In anti-immigrant Alabama, 30,000 people came to see the Republican presidential candidate at a pep rally, complete with a shout of “white power” from the crowd. The turnout was so great you would have thought Trump was giving out free guns, whiskey and Confederate flags.
And when conservative columnist Ann Coulter introduced Donald at an Iowa event, she said, “I love the idea of the Great Wall of Trump. I want to have a two drink minimum. Make it a big world-wide tourist attraction and every day live drone shows whenever anyone tries to cross the border. I have not had this much hope for America since November 7, 2012.”
Donald Trump is the monster the Republican Party and Fox News created. The anti-immigration, anti-Latino fervor among the GOP base comes at a time when the party can least afford it. Trump is the face of the GOP, that raw racism stripped of all its subtleties and code words. Since the 1960s, the Republicans have won elections by appealing to racist white folks’ fear of black people and resentment over the gains of the civil rights movement. Wasteful government programs and welfare queens, tax increases, affirmative action, Willie Horton — all were assigned a black face and became replacements for the n-word.
The right always needed an enemy to channel the anger of poor, uneducated whites who want to take their country back. These days, the preferred enemy has a brown face and speaks Spanish. Add to that xenophobic hate group activity which has reached levels not seen since the 1920s. The GOP has aligned itself with these extreme racists, including NRA leader Wayne LaPierre, who said “good Americans” in the border states need semi-automatic weapons because “Latin American drug gangs” have invaded U.S. cities and turned Phoenix into “one of the kidnapping capitals of the world.”

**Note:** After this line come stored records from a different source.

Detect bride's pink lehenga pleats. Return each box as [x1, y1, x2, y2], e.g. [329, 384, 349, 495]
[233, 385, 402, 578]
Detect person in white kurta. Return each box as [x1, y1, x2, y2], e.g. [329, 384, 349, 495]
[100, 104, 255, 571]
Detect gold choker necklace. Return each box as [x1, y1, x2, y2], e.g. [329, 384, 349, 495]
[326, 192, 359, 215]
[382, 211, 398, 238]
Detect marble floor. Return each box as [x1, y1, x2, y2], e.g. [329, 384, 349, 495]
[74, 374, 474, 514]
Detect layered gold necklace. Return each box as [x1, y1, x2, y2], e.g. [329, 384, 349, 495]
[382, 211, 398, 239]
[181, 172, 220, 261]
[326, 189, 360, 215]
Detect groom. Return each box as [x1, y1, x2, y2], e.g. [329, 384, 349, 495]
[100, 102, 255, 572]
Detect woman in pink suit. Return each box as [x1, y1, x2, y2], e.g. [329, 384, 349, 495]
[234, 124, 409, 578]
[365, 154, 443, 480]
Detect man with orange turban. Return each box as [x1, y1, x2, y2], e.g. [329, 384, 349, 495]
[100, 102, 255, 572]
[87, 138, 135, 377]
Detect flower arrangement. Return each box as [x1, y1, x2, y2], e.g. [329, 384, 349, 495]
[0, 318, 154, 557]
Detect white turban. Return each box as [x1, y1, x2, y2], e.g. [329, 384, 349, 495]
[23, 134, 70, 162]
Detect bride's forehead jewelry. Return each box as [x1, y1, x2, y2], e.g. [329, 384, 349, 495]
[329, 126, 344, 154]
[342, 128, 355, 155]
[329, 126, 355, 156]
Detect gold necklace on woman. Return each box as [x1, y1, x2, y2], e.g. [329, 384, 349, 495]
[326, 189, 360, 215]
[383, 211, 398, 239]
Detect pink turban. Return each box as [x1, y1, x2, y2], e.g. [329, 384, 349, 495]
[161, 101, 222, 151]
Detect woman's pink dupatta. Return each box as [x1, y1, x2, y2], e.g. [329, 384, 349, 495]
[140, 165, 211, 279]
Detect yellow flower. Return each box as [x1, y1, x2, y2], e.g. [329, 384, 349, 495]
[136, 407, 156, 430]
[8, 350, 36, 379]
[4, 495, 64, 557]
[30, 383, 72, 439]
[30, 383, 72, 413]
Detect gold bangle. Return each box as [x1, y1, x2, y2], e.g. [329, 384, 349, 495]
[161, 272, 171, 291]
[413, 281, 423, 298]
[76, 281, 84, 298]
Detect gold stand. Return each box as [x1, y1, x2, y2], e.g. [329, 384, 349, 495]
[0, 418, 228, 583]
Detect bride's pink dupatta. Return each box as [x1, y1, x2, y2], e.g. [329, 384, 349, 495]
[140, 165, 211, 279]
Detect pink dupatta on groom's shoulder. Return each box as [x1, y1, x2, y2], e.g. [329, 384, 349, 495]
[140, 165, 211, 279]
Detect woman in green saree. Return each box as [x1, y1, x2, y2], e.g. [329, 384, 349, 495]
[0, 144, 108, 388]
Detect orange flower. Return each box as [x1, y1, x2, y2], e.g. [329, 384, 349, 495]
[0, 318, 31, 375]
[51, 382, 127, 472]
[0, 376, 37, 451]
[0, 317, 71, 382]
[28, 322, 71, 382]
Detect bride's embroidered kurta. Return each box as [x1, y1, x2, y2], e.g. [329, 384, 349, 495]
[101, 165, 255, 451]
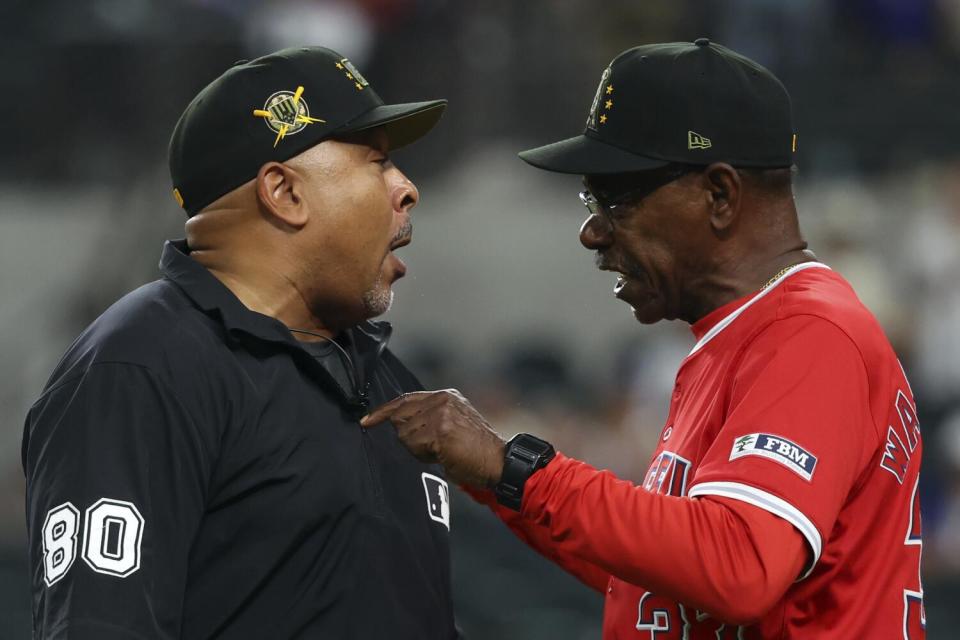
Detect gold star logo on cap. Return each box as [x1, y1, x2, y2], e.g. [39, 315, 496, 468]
[253, 86, 326, 147]
[336, 58, 370, 91]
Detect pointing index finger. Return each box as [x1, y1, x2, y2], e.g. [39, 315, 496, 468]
[360, 391, 432, 427]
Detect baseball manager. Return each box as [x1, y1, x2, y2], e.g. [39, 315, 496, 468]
[364, 38, 925, 640]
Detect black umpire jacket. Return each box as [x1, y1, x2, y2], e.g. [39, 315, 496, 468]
[22, 241, 457, 640]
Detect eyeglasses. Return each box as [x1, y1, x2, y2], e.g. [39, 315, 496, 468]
[579, 165, 702, 215]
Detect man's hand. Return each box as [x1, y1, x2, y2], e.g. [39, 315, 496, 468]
[360, 389, 506, 488]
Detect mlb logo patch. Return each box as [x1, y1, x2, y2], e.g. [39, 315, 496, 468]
[730, 433, 817, 481]
[421, 473, 450, 531]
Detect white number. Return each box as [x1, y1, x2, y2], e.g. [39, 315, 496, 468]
[83, 498, 143, 578]
[41, 498, 143, 587]
[42, 502, 80, 587]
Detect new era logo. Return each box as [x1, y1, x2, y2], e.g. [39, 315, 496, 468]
[730, 433, 817, 480]
[687, 131, 713, 149]
[421, 473, 450, 531]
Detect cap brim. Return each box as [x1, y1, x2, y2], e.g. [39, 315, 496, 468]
[519, 135, 670, 175]
[336, 100, 447, 151]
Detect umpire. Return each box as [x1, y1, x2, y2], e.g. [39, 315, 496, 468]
[22, 47, 457, 639]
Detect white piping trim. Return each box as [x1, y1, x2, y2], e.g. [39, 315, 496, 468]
[687, 482, 823, 582]
[687, 262, 830, 358]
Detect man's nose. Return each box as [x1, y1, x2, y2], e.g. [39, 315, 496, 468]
[580, 213, 613, 251]
[393, 169, 420, 215]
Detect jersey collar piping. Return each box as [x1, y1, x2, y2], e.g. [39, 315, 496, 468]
[687, 262, 830, 358]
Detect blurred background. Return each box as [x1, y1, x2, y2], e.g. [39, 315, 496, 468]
[0, 0, 960, 640]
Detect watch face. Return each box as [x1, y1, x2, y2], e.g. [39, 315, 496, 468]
[507, 433, 555, 464]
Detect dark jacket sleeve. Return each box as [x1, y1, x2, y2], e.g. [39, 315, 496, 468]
[22, 363, 213, 640]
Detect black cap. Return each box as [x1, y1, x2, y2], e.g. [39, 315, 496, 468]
[520, 38, 796, 175]
[169, 47, 447, 215]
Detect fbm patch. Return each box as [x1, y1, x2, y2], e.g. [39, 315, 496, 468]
[730, 433, 817, 481]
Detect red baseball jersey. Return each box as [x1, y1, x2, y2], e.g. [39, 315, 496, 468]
[603, 263, 925, 640]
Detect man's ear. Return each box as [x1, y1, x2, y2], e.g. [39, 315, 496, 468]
[703, 162, 743, 232]
[257, 162, 309, 229]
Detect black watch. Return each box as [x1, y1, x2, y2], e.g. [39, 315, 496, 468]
[493, 433, 557, 511]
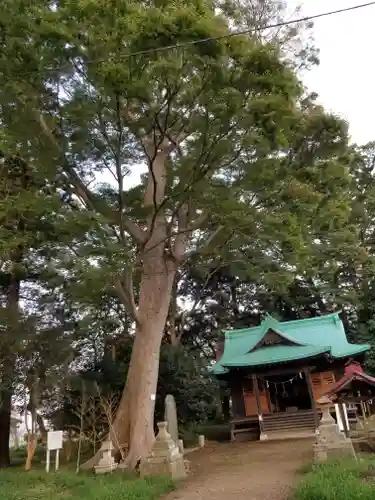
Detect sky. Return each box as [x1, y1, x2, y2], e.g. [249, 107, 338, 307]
[298, 0, 375, 144]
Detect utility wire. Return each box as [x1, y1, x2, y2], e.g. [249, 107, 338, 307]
[5, 1, 375, 76]
[113, 1, 375, 62]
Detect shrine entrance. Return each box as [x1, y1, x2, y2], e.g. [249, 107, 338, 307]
[263, 372, 312, 413]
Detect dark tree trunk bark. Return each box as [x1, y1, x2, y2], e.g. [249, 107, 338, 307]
[0, 274, 20, 468]
[0, 389, 12, 469]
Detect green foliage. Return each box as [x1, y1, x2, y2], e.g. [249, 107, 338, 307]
[0, 469, 173, 500]
[155, 345, 219, 426]
[292, 458, 375, 500]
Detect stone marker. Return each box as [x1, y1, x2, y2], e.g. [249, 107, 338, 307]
[164, 394, 178, 445]
[178, 439, 184, 455]
[313, 396, 356, 462]
[139, 422, 186, 479]
[94, 440, 117, 474]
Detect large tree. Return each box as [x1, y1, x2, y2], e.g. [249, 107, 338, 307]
[0, 0, 358, 466]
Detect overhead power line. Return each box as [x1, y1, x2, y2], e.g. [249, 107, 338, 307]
[119, 1, 375, 62]
[5, 1, 375, 76]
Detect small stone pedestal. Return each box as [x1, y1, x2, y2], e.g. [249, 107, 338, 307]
[94, 440, 117, 474]
[313, 396, 356, 462]
[140, 422, 186, 479]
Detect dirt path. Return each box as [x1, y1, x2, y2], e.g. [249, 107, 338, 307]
[167, 439, 312, 500]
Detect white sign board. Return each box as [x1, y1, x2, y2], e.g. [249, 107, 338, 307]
[47, 431, 63, 451]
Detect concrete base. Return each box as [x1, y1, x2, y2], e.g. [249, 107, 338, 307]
[267, 430, 315, 441]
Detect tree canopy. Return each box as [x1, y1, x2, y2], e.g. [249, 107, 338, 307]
[0, 0, 373, 467]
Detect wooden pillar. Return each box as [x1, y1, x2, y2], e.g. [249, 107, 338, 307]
[252, 374, 267, 441]
[303, 366, 319, 429]
[337, 403, 350, 437]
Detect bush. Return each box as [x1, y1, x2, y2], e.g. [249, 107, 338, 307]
[0, 469, 173, 500]
[292, 459, 375, 500]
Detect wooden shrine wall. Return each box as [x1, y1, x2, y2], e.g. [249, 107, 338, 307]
[311, 371, 336, 401]
[243, 379, 270, 417]
[243, 391, 270, 417]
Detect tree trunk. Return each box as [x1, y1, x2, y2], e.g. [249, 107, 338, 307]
[0, 390, 12, 469]
[0, 274, 20, 468]
[82, 255, 175, 469]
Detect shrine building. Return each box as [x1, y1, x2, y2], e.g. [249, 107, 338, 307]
[213, 313, 370, 440]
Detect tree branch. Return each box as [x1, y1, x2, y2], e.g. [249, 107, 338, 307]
[36, 112, 145, 244]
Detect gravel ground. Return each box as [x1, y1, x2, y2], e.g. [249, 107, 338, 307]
[167, 439, 312, 500]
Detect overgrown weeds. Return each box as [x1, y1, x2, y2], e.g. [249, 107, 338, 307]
[292, 457, 375, 500]
[0, 469, 173, 500]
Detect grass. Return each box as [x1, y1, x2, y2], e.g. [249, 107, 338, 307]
[292, 458, 375, 500]
[0, 468, 173, 500]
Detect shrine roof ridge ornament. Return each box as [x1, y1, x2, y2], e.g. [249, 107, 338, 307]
[213, 311, 370, 375]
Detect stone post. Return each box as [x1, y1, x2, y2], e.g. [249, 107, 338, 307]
[140, 422, 186, 479]
[164, 394, 178, 444]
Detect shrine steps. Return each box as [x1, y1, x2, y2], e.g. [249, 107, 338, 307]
[263, 410, 316, 439]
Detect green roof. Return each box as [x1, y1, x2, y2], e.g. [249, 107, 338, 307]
[213, 313, 370, 375]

In a country where a majority of the children born today are black and brown, Latinos are the largest “minority” group in America. And their voting power is growing, with an expected rise to 10 percent of the electorate in 2016. According to one analysis, even if the Republicans captured 60 percent of the white vote, which hasn’t happened since 1988, they would have to win at least 40 percent of the Latino vote in order to capture the 2016 general election. And considering Mitt Romney only did half as well among Latinos with his relatively moderate stance of “self-deportation,” does anyone really see that happening this time around, or ever?
And with talk about “illegals,” “border babies” and “anchor babies,” anti-Latino racism has infected the GOP. Not only has this turned off Latinos but white voters and others as well.